Green Bean, Potato, and Tuna Salad
Serves 4

This is my version of a nicoise salad (so French!).  In addition to being a super fabulous lunch, it also makes the perfect meal for an impromptu alfresco dinner especially if you serve it with a wedge of brie and crusty bread.  Finish the meal with a bar of the best dark chocolate you can buy.  Simple and wonderful.

For the salad

1 ¼ pound green beans washed and ends removed, cut in half on a diagonal
1 pound red baby potatoes washed and quartered (or more if bigger)
3 egss
1 can good olive oil packed tuna (this is the time to splurge)
Salt and pepper to taste

For the dressing

Olive oil from can of tuna (about 3 tablespoons, add fresh if not enough)
1 tablespoon Dijon mustard (plus more to taste if you like lots of mustard)
2 tablespoons white wine vinegar
1 teaspoon honey
Salt and pepper to taste

In a large pot, bring water to boil, salt your water, and add green beans.  Cook 3-4 minutes, depending on how crisp you like your beans.  Remove from the pot with a slotted spoon and place in large bowl.  Rinse beans with cold water to stop cooking. 

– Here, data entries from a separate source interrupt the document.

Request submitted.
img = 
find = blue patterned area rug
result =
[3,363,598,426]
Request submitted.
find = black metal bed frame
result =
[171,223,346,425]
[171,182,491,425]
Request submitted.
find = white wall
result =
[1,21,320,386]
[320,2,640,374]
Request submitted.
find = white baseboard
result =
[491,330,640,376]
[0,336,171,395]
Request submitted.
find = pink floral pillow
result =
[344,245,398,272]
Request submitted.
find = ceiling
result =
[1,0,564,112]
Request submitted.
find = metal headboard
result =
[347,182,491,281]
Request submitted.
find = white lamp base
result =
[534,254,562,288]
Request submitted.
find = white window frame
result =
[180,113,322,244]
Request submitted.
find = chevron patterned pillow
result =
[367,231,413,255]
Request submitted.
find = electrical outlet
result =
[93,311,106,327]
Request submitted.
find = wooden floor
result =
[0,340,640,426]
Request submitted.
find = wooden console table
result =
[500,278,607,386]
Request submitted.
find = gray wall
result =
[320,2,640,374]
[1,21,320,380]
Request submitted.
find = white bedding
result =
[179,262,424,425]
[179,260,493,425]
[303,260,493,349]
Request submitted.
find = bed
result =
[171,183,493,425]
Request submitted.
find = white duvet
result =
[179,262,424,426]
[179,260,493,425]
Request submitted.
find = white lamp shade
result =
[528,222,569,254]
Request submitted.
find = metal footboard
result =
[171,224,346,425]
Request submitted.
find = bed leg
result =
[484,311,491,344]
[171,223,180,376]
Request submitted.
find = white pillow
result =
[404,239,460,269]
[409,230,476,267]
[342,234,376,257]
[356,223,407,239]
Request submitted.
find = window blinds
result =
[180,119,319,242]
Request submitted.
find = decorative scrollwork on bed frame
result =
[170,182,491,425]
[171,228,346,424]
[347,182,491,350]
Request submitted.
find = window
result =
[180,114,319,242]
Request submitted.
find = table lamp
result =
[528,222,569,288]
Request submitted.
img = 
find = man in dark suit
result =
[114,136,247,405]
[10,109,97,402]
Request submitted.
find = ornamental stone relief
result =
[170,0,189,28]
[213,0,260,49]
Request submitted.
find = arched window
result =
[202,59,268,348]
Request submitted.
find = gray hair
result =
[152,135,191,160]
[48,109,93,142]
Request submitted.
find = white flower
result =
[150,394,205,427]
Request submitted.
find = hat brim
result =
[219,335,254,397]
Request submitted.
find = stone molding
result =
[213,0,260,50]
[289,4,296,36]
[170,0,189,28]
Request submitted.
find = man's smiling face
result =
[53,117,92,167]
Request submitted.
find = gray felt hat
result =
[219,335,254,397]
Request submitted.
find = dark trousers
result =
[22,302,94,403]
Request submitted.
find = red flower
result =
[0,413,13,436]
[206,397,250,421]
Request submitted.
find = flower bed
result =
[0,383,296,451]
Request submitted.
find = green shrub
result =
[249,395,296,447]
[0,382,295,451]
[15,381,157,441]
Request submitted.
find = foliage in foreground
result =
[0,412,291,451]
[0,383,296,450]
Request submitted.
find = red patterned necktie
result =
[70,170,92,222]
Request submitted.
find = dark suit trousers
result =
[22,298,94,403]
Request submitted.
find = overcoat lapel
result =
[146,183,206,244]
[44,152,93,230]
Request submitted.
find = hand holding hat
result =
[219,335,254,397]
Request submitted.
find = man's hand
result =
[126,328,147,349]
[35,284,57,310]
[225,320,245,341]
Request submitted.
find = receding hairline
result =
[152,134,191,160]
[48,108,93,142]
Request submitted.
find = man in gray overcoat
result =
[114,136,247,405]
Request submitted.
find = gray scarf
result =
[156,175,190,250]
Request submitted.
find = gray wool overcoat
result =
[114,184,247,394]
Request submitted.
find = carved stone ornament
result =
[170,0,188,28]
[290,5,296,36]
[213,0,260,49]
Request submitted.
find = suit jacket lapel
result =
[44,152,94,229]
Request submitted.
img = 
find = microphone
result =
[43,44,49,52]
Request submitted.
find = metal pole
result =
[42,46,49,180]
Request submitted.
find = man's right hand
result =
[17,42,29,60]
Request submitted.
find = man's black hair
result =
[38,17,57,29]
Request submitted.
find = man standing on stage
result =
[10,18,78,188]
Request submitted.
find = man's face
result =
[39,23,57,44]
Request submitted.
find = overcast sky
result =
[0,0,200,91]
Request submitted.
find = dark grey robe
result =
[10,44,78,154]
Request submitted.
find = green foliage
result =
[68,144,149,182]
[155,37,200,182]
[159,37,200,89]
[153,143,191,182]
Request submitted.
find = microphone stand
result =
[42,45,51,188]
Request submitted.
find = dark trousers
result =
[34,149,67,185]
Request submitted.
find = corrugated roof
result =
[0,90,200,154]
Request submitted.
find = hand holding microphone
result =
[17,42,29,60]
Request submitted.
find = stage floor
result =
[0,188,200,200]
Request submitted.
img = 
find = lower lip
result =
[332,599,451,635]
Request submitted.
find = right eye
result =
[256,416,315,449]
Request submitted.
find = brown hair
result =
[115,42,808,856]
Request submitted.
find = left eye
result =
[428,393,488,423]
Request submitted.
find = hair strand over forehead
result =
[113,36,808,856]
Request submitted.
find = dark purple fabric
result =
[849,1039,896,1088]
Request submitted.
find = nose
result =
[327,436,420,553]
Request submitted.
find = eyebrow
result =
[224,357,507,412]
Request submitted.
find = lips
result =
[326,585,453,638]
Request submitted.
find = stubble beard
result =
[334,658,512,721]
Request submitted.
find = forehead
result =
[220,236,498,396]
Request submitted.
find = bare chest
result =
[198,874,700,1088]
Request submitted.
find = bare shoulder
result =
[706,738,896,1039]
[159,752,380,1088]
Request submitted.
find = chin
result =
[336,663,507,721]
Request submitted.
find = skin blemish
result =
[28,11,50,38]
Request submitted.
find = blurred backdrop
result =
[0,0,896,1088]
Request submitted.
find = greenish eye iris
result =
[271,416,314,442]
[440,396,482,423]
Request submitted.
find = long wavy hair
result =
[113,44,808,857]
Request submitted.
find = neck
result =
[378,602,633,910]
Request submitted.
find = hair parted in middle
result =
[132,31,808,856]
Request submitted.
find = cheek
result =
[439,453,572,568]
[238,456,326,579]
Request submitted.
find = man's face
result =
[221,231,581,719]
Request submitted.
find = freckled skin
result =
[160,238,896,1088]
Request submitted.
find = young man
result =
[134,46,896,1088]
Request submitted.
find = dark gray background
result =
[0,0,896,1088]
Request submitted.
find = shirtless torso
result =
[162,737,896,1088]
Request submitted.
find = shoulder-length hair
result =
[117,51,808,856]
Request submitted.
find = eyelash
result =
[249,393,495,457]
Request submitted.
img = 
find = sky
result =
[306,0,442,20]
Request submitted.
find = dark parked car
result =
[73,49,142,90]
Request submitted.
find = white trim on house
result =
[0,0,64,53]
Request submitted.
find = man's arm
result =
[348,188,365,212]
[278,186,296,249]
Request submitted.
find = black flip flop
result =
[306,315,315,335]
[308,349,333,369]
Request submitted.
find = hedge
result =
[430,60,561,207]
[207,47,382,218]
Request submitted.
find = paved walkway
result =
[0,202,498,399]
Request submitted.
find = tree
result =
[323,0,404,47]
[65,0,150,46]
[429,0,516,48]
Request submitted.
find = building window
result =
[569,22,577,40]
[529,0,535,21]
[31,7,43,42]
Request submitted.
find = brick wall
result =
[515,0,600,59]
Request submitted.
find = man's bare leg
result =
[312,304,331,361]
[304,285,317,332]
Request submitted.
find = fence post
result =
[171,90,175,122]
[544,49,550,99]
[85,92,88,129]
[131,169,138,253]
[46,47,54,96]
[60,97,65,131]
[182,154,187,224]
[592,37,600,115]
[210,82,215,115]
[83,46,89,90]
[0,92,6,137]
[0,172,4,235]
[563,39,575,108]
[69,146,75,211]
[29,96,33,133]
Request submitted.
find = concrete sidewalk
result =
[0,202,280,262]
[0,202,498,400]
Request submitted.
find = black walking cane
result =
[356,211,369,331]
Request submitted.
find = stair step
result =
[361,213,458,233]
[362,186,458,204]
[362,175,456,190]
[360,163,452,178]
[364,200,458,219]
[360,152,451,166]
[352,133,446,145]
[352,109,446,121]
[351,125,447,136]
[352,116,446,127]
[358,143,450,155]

Add potatoes to pot, cook until fork tender, about 6-8 minutes depending on the potatoes size.  Remove from pot with a slotted spoon. Add eggs to pot and cook 10 minutes. 

While eggs are cooking, make dressing.  Drain tuna olive oil into a small bowl.  Add tuna to the green beans and potatoes.  Combine mustard, white wine vinegar, and honey with the oil.  Stir to combine.  Season with salt and pepper to taste. 

Remove eggs from pot, and dunk in cold water.  Peel the eggs, halve them, and dice each half.  Add eggs to the beans, potatoes, and tuna.  Season beans and potato mixture with salt and (lots of!) pepper to taste.  Mix in dressing, and toss to coat.  Taste, and adjust seasonings as necessary.